At IF, we support the idea of lowering the voting age to 16. This is primarily because we believe that democratic representation of young people and the issues that concern them is gradually being undermined as the population of the UK gets older.
Simply put, there are increasing numbers of older voters, and they are clearly more likely to vote in their own interests – as every voter is entitled to do.
Reducing the voting age to 16 year olds has been proposed for quite some time, but has met with resistance from the political establishment. Now the Referendum on Independence for Scotland has pushed the issue into the limelight, and will set a precedent. Will it lead to votes for 16 year olds on a national scale?
It is reasonable to assume that the Scottish National Party (SNP) has pushed for extending the voting age to 16 year olds because their research has found the 16 and 17 year olds are more likely to vote for independence. This is a credible assumption: young, idealistic, fired with Braveheart patriotism.
But media interviews and anecdotal evidence seem to suggest that their support for independence is more nuanced, and cannot necessarily be taken for granted. And YouGov poll, cited in the Daily Mail, suggests that the effect on the total vote is unlikely to exceed 0.2 per cent.
This must also have been the conclusion of David Cameron and his team in agreeing to this measure.
To some degree, this doubt is a comfort, in that it would be a shame to introduce voting for 16–17 years olds simply on the narrow objective to swing the vote over a particular issue.
Should 16–17 year olds have the vote?
Some people argue that 16–17 year olds are not mature enough to vote.

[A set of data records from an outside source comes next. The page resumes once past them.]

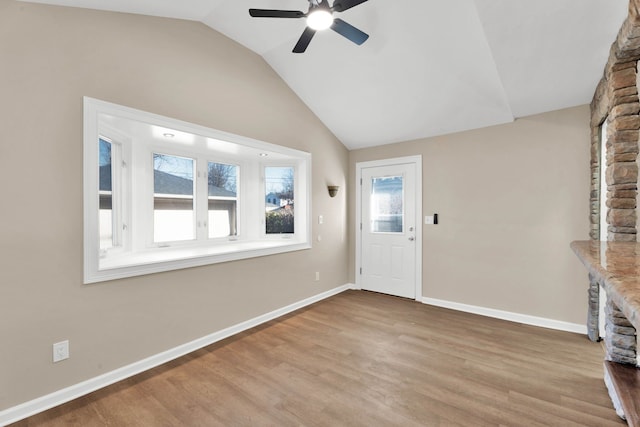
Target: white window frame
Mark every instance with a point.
(138, 255)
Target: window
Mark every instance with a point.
(173, 198)
(387, 201)
(222, 180)
(279, 216)
(161, 194)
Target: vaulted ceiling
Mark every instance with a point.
(429, 67)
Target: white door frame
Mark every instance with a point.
(417, 161)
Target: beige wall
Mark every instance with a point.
(50, 57)
(510, 199)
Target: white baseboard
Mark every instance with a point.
(43, 403)
(507, 315)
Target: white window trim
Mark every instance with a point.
(131, 261)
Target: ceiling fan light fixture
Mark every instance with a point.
(320, 19)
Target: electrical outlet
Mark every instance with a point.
(60, 351)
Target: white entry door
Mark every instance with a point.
(389, 229)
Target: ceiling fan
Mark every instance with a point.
(319, 17)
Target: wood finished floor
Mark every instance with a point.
(364, 359)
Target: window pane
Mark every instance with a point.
(105, 216)
(387, 200)
(173, 202)
(223, 181)
(279, 200)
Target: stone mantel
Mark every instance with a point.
(616, 266)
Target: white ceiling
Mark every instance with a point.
(429, 67)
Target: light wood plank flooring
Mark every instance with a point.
(364, 359)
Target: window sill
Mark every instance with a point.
(118, 266)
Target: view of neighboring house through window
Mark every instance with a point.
(222, 180)
(106, 195)
(387, 200)
(173, 201)
(162, 194)
(279, 188)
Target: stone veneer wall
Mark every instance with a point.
(616, 101)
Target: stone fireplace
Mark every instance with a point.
(616, 101)
(616, 108)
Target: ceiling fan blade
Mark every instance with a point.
(349, 31)
(304, 40)
(271, 13)
(342, 5)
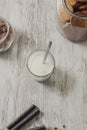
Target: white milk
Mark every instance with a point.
(36, 66)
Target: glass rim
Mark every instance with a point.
(67, 9)
(38, 75)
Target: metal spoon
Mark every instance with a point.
(47, 51)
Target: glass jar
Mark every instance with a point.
(72, 19)
(38, 70)
(6, 35)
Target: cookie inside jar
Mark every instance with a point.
(73, 16)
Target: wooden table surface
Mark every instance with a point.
(63, 98)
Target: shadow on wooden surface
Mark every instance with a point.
(62, 82)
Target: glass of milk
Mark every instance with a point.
(38, 70)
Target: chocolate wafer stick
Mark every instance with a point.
(28, 118)
(22, 116)
(38, 128)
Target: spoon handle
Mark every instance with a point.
(47, 51)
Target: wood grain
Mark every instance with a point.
(63, 98)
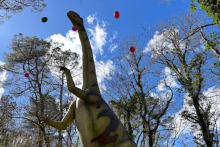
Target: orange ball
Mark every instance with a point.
(132, 49)
(117, 14)
(74, 28)
(26, 75)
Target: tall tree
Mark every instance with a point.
(129, 90)
(8, 109)
(189, 62)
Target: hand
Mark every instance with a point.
(62, 67)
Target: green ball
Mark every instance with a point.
(44, 19)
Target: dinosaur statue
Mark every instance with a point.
(97, 125)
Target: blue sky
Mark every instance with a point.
(103, 29)
(132, 15)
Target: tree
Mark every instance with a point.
(129, 91)
(188, 62)
(211, 8)
(14, 6)
(8, 109)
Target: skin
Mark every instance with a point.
(96, 123)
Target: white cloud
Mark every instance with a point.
(160, 41)
(97, 36)
(112, 47)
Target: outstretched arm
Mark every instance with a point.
(82, 94)
(67, 120)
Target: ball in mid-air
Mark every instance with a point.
(132, 49)
(44, 19)
(26, 75)
(74, 28)
(117, 14)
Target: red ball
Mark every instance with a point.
(132, 49)
(116, 14)
(26, 75)
(74, 28)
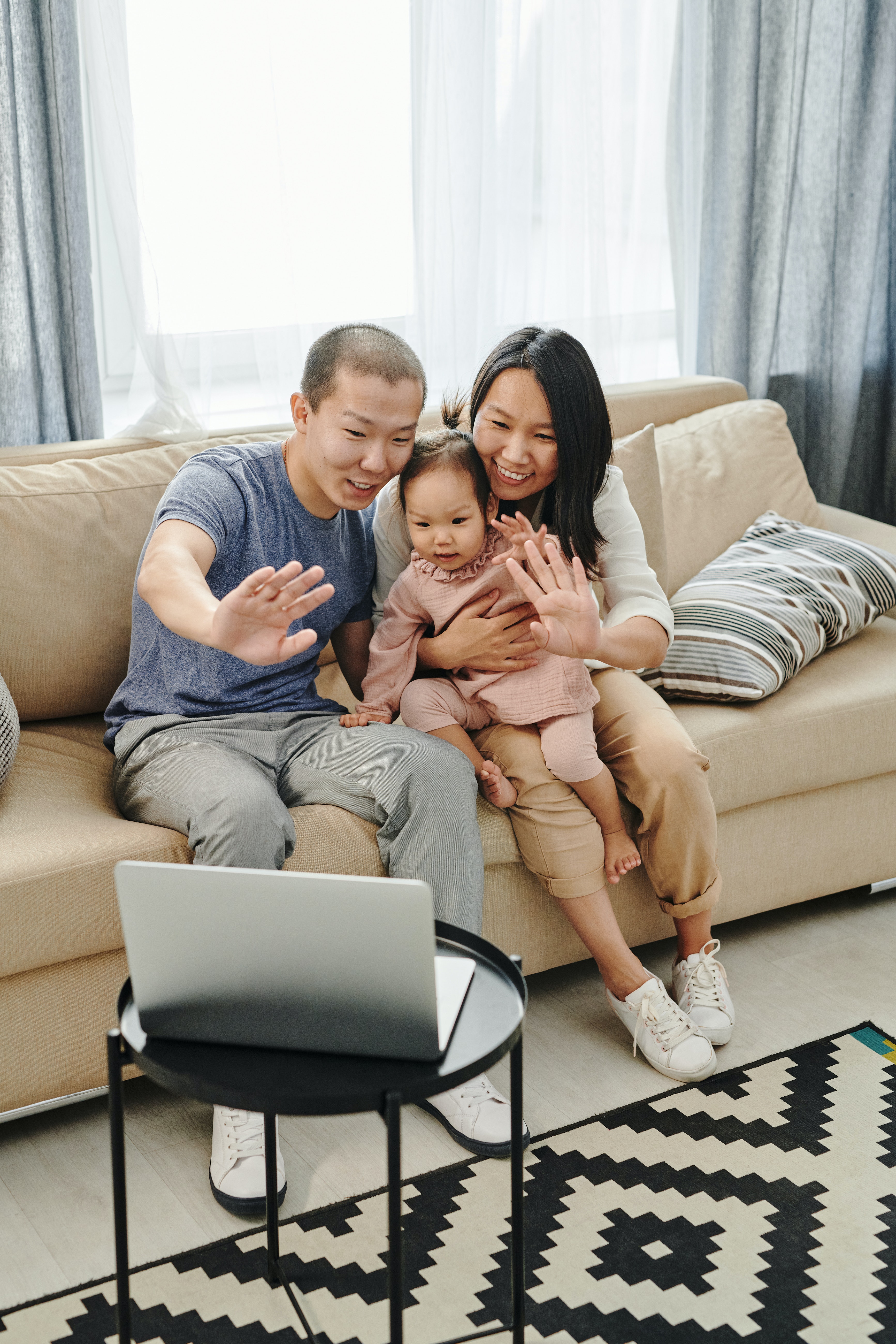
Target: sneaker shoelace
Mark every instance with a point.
(706, 979)
(479, 1089)
(671, 1026)
(246, 1129)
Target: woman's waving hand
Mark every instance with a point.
(569, 624)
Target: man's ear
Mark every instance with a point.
(300, 409)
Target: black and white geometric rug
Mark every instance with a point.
(760, 1205)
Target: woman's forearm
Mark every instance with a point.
(637, 643)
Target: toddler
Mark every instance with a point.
(460, 554)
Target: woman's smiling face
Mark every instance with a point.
(514, 436)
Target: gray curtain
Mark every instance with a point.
(49, 373)
(782, 212)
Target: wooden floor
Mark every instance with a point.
(797, 975)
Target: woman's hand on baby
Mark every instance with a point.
(518, 531)
(362, 718)
(570, 623)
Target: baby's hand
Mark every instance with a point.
(518, 533)
(362, 718)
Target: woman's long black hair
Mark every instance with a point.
(581, 427)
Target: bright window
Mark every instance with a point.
(260, 109)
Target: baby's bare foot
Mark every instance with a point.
(496, 788)
(620, 855)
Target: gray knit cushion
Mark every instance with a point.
(9, 732)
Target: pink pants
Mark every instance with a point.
(568, 740)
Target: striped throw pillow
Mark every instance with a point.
(768, 607)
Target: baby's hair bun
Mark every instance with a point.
(453, 408)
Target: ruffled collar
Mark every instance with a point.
(467, 572)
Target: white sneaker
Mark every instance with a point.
(237, 1169)
(700, 987)
(477, 1117)
(668, 1040)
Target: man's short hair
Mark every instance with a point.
(363, 349)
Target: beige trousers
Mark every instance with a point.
(657, 769)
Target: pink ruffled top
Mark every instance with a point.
(426, 596)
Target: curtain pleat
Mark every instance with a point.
(49, 371)
(788, 259)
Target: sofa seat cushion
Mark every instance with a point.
(61, 837)
(836, 722)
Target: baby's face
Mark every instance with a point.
(445, 519)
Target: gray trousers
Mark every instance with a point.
(228, 784)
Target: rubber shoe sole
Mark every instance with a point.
(245, 1206)
(683, 1077)
(473, 1146)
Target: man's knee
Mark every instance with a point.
(244, 828)
(437, 773)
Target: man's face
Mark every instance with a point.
(357, 441)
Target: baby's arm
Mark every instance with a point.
(393, 656)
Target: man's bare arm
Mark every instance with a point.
(353, 646)
(252, 622)
(172, 580)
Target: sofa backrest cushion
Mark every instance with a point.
(721, 470)
(70, 538)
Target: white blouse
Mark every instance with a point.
(631, 586)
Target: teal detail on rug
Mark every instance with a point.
(874, 1040)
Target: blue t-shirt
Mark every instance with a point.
(241, 497)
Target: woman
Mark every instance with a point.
(542, 428)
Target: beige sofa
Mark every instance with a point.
(804, 783)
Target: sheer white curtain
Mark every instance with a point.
(450, 169)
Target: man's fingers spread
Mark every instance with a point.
(516, 613)
(255, 583)
(523, 580)
(301, 584)
(297, 644)
(558, 568)
(311, 600)
(541, 570)
(481, 604)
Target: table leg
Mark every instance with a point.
(518, 1228)
(119, 1194)
(393, 1117)
(271, 1200)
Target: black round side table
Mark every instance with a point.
(288, 1082)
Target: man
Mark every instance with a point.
(218, 728)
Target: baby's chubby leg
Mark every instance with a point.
(571, 754)
(436, 706)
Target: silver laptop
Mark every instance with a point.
(291, 960)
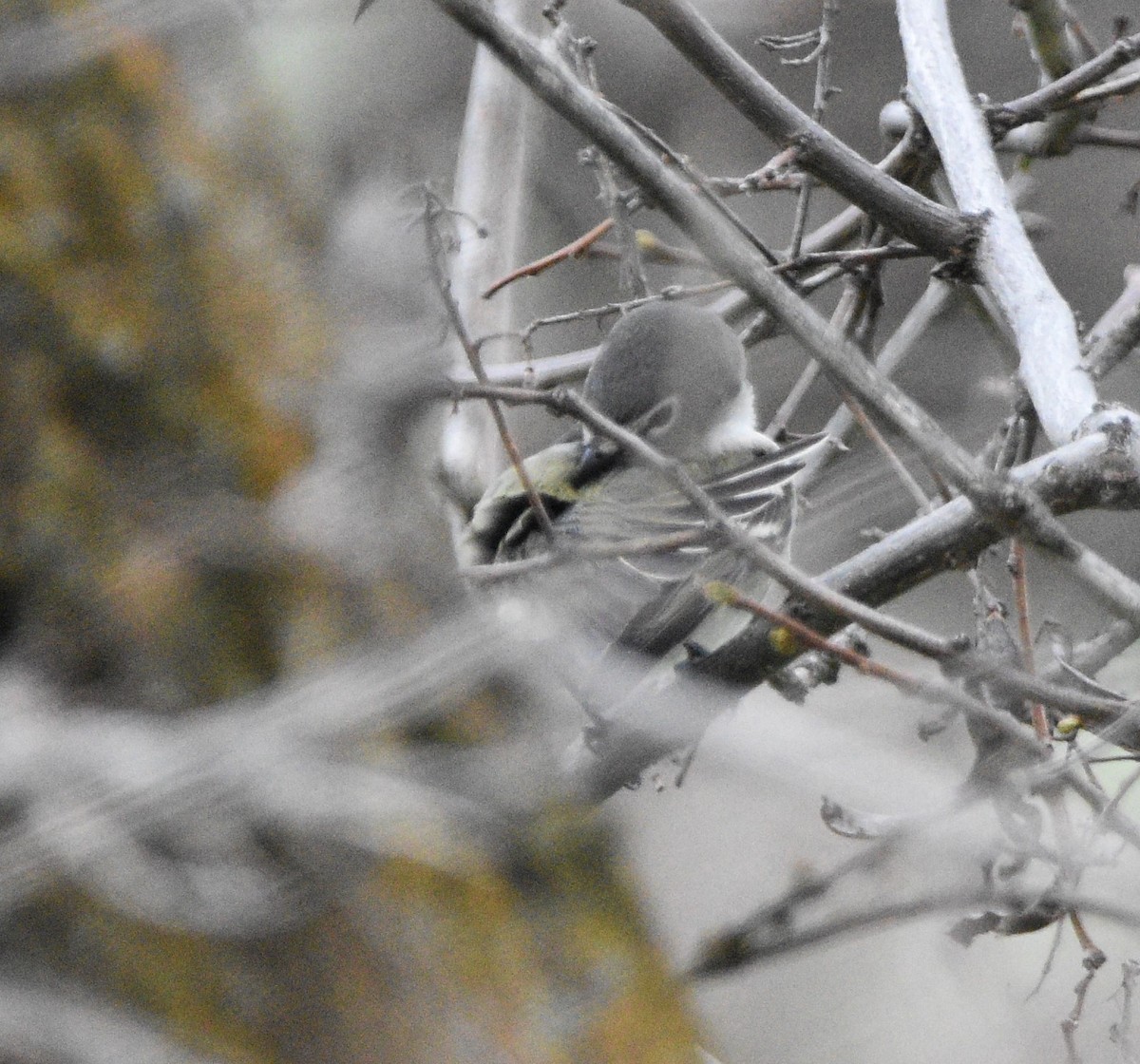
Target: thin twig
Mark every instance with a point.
(573, 250)
(818, 152)
(824, 89)
(434, 209)
(849, 259)
(1117, 333)
(1036, 106)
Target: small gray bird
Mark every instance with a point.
(675, 375)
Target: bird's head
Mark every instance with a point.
(675, 374)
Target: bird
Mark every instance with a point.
(675, 375)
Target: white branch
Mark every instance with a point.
(1041, 320)
(490, 187)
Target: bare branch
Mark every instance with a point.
(1041, 319)
(820, 153)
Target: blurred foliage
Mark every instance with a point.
(161, 341)
(157, 325)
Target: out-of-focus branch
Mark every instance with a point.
(820, 153)
(1117, 332)
(490, 187)
(1050, 354)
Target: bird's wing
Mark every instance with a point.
(653, 602)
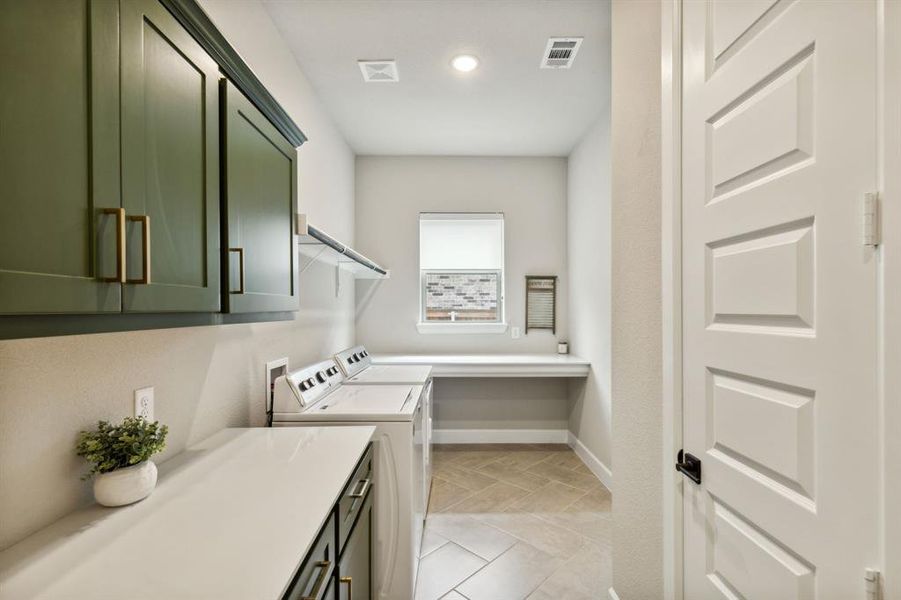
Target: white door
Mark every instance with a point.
(779, 323)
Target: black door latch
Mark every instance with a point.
(689, 465)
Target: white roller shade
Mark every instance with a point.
(461, 241)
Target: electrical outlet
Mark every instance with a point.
(144, 403)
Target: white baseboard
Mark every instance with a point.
(500, 436)
(600, 470)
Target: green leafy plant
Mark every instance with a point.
(113, 447)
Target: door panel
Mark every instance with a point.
(779, 298)
(260, 200)
(354, 570)
(170, 156)
(59, 156)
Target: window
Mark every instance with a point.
(461, 262)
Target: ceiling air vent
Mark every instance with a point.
(560, 53)
(379, 71)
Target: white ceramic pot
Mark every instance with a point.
(126, 485)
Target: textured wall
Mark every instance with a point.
(205, 378)
(588, 251)
(636, 342)
(472, 403)
(392, 191)
(531, 192)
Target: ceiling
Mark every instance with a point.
(507, 107)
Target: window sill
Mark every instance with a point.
(461, 328)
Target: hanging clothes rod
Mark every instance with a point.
(304, 229)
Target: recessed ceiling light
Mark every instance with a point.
(465, 63)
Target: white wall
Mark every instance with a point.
(588, 251)
(206, 378)
(531, 192)
(392, 191)
(524, 404)
(636, 345)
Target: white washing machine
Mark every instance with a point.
(315, 395)
(358, 370)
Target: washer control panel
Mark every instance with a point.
(300, 389)
(353, 360)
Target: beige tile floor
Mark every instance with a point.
(515, 521)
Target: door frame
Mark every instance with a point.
(671, 289)
(888, 119)
(888, 257)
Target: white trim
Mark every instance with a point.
(499, 436)
(671, 290)
(450, 328)
(594, 464)
(888, 256)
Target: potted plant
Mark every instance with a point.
(120, 459)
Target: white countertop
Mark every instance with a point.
(493, 365)
(232, 517)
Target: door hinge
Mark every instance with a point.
(870, 219)
(871, 578)
(689, 465)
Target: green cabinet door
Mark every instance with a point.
(170, 164)
(259, 199)
(59, 157)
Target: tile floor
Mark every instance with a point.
(515, 521)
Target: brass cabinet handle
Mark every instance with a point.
(120, 244)
(240, 252)
(323, 566)
(145, 249)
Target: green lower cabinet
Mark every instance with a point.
(170, 164)
(59, 157)
(259, 199)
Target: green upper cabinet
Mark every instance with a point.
(59, 157)
(170, 164)
(259, 200)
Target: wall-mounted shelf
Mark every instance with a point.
(315, 244)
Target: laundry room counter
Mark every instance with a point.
(231, 518)
(493, 365)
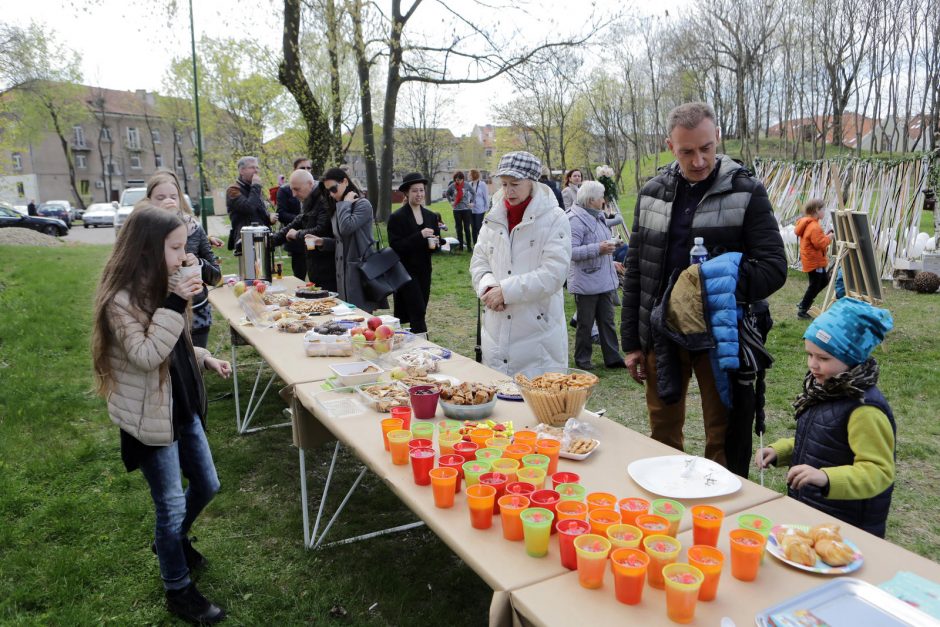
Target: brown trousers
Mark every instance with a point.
(667, 421)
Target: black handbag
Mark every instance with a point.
(382, 273)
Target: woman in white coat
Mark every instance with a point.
(519, 267)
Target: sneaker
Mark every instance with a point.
(191, 606)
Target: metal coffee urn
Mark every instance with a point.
(257, 258)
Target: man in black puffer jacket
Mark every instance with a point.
(703, 194)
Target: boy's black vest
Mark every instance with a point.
(822, 441)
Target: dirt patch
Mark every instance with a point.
(26, 237)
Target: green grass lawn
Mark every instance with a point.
(76, 529)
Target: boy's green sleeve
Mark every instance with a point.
(872, 441)
(784, 448)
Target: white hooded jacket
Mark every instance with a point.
(530, 265)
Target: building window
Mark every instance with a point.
(133, 138)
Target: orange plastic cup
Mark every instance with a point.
(706, 524)
(747, 547)
(592, 551)
(510, 507)
(629, 567)
(651, 524)
(663, 550)
(623, 536)
(517, 451)
(566, 510)
(444, 484)
(398, 445)
(481, 499)
(601, 500)
(551, 449)
(390, 424)
(710, 561)
(601, 519)
(683, 583)
(632, 507)
(480, 435)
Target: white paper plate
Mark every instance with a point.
(683, 477)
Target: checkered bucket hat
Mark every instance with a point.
(519, 165)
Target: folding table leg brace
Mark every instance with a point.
(311, 540)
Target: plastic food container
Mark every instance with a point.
(355, 373)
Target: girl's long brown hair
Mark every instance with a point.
(136, 265)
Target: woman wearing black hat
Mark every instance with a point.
(413, 233)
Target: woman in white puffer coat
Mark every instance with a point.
(519, 267)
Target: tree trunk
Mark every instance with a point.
(290, 74)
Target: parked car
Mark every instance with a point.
(9, 217)
(129, 198)
(61, 209)
(100, 214)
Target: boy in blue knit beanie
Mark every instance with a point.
(842, 457)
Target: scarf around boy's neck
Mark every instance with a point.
(852, 383)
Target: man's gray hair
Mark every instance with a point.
(589, 190)
(690, 115)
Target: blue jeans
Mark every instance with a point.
(176, 510)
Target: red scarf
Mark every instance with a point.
(514, 213)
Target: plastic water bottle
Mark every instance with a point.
(698, 254)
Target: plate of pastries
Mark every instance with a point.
(816, 549)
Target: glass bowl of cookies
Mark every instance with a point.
(555, 394)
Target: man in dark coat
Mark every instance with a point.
(708, 195)
(244, 203)
(288, 208)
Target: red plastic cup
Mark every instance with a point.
(568, 530)
(499, 481)
(467, 449)
(564, 477)
(424, 400)
(422, 461)
(547, 499)
(453, 461)
(402, 412)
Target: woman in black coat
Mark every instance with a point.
(414, 234)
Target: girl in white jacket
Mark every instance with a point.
(519, 267)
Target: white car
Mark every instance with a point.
(100, 214)
(129, 198)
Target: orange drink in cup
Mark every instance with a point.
(398, 445)
(481, 499)
(444, 485)
(709, 560)
(662, 550)
(682, 587)
(632, 507)
(592, 551)
(510, 508)
(623, 536)
(747, 546)
(629, 566)
(390, 424)
(601, 500)
(706, 524)
(601, 519)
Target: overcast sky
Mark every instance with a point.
(126, 45)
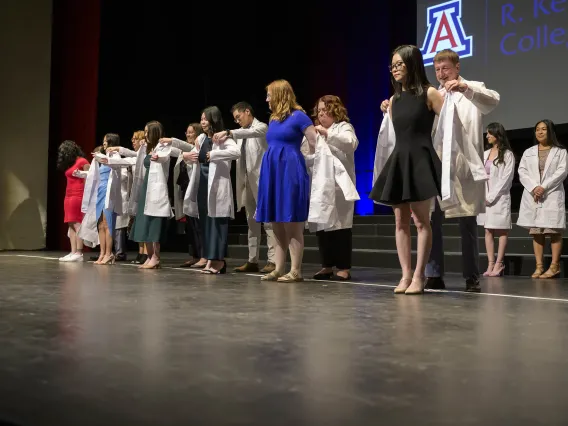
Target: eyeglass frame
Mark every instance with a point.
(396, 66)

In some respects they are not considered full adults – for instance, in law.
But there are many ways in which they are certainly on the threshold of adulthood, and clearly have enough adult rights and responsibilities to merit a public say on their governance.
At 16 you can
- leave school and take on work full time (and pay tax on it)
- join the army, navy or air force
- have sex, and babies
- get married (with your parents’ consent)
- drive mopeds and small tractors
- pay adult fares
- chose your own doctor and sign medical consent forms
At 17 you can
- leave home without your parent’s consent
- ride a motorbike of less than 125 cc and drive a car
“No taxation without representation” is one of the most fundamental principles of democracy – surely argument enough. In addition, maturity (or lack of) in itself should not be an argument against extending the right to vote to 16 and 17 year olds. Many voters over 18 would fail that measure.
Voters in the 18–24 age bracket are notoriously bad at exercising their right to vote. Would 16–17 year olds be any better?
In fact, one reason that politicians are reluctant to extend the voting age downwards is the fear that this will increase even more Britain’s poor turnout figures at elections.
It is our belief that 16 and 17 year olds – soon to be obliged to stay in education and training until the age of 18 – will in fact be in a better position to understand and appreciate the value of their vote than the slightly older age group. Through citizenship classes and other activities, they can learn the value of being engaged politically, and would also have a practical tool to express this: the vote.
The Referendum on Independence for Scotland, scheduled for autumn 2014, will show us whether our faith in this age-group is justified. So we welcome this initiative, and look forward to seeing how it plays out.